The main ways I've come up with are using: - List comprehensions - generator expressions - functional style operations (map,filter etc.)

I know generally list comprehensions are probably the most "Pythonic" method, but what is best in terms of performance?

A: 

Inspired by this answer: http://stackoverflow.com/questions/1247486/python-list-comprehension-vs-map , I've tweaked the questions to allow generator expressions to be compared:

For built-ins:

$ python -mtimeit -s 'import math;xs=range(10)' 'sum(map(math.sqrt, xs))'
100000 loops, best of 3: 2.96 usec per loop
$ python -mtimeit -s 'import math;xs=range(10)' 'sum([math.sqrt(x) for x in xs)]'
100000 loops, best of 3: 3.75 usec per loop
$ python -mtimeit -s 'import math;xs=range(10)' 'sum(math.sqrt(x) for x in xs)'
100000 loops, best of 3: 3.71 usec per loop

For lambdas:

$ python -mtimeit -s'xs=range(10)' 'sum(map(lambda x: x+2, xs))'
100000 loops, best of 3: 2.98 usec per loop
$ python -mtimeit -s'xs=range(10)' 'sum([x+2 for x in xs])'
100000 loops, best of 3: 1.66 usec per loop
$ python -mtimeit -s'xs=range(10)' 'sum(x+2 for x in xs)'
100000 loops, best of 3: 1.48 usec per loop

Making a list:

$ python -mtimeit -s'xs=range(10)' 'list(map(lambda x: x+2, xs))'
100000 loops, best of 3: 3.19 usec per loop
$ python -mtimeit -s'xs=range(10)' '[x+2 for x in xs]'
100000 loops, best of 3: 1.21 usec per loop
$ python -mtimeit -s'xs=range(10)' 'list(x+2 for x in xs)'
100000 loops, best of 3: 3.36 usec per loop

It appears that map is best when paired with built-in functions, otherwise, generator expressions beat out list comprehensions.
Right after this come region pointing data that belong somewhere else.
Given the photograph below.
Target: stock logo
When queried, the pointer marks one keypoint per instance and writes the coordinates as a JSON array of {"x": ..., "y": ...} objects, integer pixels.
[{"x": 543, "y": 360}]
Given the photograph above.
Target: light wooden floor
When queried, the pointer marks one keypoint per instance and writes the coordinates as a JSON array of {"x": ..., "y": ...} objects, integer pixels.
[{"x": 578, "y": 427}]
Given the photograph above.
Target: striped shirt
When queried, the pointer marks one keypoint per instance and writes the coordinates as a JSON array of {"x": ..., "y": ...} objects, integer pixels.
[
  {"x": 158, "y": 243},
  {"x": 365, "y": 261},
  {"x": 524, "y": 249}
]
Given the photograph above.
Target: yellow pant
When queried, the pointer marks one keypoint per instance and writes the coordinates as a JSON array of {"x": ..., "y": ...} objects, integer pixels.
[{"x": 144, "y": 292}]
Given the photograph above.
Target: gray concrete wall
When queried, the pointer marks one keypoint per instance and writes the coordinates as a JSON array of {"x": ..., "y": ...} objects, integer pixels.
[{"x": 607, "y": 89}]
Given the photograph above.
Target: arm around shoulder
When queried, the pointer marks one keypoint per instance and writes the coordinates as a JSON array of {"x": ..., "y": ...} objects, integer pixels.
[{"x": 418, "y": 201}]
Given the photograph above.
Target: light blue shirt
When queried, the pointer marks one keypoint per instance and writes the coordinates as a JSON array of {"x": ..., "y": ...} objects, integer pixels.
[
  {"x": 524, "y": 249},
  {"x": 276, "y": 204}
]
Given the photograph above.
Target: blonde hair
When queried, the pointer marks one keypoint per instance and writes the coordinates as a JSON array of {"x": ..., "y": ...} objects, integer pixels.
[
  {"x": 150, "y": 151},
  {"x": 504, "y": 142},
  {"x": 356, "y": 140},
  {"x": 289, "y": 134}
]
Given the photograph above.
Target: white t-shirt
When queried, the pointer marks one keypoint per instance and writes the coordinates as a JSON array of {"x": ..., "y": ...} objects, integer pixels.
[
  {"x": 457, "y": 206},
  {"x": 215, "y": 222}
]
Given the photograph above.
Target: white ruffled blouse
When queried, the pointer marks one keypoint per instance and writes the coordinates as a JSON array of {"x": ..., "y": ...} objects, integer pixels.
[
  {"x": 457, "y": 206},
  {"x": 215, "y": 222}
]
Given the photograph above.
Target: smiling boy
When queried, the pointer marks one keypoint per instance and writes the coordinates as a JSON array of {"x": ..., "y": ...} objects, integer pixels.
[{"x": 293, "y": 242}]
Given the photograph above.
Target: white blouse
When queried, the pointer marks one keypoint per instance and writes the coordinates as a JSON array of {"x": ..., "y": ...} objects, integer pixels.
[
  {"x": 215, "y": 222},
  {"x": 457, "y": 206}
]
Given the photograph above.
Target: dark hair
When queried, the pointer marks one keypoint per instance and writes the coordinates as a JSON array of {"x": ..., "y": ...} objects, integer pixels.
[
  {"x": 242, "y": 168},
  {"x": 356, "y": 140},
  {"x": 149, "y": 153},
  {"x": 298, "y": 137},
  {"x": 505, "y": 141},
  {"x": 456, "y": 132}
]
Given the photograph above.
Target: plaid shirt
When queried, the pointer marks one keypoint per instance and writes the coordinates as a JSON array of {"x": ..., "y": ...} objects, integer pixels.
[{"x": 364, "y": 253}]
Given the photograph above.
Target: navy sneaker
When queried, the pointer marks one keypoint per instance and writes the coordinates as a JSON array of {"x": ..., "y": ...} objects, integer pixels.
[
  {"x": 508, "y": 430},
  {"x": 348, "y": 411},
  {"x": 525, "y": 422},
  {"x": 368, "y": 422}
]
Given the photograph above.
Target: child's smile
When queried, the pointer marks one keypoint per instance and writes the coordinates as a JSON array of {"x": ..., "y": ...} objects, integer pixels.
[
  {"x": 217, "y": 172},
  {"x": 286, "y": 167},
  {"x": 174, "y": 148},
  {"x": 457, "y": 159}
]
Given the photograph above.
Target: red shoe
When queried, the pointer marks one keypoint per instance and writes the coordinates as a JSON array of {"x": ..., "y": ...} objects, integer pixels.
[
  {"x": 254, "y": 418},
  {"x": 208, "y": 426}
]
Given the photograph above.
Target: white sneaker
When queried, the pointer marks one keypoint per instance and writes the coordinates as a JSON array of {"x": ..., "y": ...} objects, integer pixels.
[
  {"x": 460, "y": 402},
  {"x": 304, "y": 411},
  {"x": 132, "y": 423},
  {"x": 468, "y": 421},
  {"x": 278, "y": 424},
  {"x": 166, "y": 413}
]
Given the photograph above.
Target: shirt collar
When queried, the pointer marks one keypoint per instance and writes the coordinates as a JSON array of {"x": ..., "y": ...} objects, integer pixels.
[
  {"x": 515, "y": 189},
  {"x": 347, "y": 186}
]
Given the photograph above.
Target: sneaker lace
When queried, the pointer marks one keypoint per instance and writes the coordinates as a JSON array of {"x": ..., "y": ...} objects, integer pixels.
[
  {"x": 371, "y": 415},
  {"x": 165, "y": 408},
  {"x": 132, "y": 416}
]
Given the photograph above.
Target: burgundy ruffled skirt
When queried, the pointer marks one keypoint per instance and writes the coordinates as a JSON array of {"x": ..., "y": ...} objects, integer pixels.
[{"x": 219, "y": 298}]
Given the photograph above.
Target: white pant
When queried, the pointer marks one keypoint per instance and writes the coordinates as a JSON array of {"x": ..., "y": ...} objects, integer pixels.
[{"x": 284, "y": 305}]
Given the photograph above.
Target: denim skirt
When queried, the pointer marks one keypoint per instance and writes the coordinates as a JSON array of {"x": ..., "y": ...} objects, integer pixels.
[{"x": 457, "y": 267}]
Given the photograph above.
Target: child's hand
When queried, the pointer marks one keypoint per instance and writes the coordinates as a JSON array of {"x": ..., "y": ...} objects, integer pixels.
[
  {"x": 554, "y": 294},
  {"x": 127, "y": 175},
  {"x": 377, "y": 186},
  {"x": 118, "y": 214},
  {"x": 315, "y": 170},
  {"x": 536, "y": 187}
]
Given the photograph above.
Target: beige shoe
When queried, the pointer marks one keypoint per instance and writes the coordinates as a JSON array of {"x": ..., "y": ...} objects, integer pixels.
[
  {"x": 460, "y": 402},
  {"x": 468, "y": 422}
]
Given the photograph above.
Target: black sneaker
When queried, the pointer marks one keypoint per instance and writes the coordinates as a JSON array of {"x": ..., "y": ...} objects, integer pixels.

Along with slightly cleaner syntax, generator expressions also save much memory over list comprehensions because they are lazily evaluated. So in the absence of specific tests for your application, you should use map with builtins, a list comprehension when you require a list result, otherwise a generator. If you're really concerned with performance, you might take a look at whether you actually require lists at all points in your program.